The slowdown in Macau continues to worsen; casino revenues plunged 30% in January year-over-year, following a 7% drop between the third and fourth quarters of 2008. The gaming spend from high-rollers in VIP junkets from mainland China has fallen off even more dramatically, with analysts projecting year-over-year VIP revenue decline of 15% to 25%.

In Singapore, Las Vegas Sands has pushed back the opening of the US$5 billion Marina Bay Sands to November, blaming construction problems. Sands reportedly was nearing default late last year, but the company proceeded to raise US$2.1 billion in a bond sale, and company officials insist enough capital exists to complete the project. Singapore’s other big gaming development, Kuala Lumpur-based Genting International’s US$4 billion Resorts World at Sentosa, remains on schedule for a 2010 opening.
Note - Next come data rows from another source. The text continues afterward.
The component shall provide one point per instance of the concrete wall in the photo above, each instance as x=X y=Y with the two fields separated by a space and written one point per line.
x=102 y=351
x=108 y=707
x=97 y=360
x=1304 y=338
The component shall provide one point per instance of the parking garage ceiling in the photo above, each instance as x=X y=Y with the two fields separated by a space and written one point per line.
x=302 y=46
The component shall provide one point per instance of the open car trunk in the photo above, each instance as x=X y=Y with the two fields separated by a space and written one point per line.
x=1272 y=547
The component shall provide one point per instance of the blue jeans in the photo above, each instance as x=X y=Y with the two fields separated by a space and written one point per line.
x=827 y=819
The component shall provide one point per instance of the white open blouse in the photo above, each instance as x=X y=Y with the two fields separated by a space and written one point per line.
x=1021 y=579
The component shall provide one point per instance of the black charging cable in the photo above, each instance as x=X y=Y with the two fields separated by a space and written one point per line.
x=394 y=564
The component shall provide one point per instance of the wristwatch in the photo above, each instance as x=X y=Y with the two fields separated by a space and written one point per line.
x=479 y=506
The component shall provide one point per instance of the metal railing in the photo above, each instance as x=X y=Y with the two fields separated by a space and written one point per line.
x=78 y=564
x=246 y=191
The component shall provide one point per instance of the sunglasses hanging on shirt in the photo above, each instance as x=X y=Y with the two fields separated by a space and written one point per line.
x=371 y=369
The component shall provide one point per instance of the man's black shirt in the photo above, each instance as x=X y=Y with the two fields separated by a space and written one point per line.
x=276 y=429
Macau and Singapore may soon have another destination competing for Asia Pacific gaming revenues. Taiwan’s parliament has voted to legalize gambling on the offshore islands of Kinmen, Matsu and Penghu, paving the way for local governments to hold casino referenda. Isle of Man-based AMZ Holdings Plc owns a substantial beachfront site in Penghu and could move quickly to set up a casino resort there. Melco also has expressed interest in developing in Taiwan, but only if the China government does not object.

In the UK, past talk of permitting expansive Vegas-style “supercasinos” is dead, mainly a result of Prime Minister Gordon Brown’s disdain for gambling. However, the government will allow 16 regional casinos to be built across Britain, with exact locations to be determined. Genting and Harrah’s are among the companies expected to bid for UK gaming permits.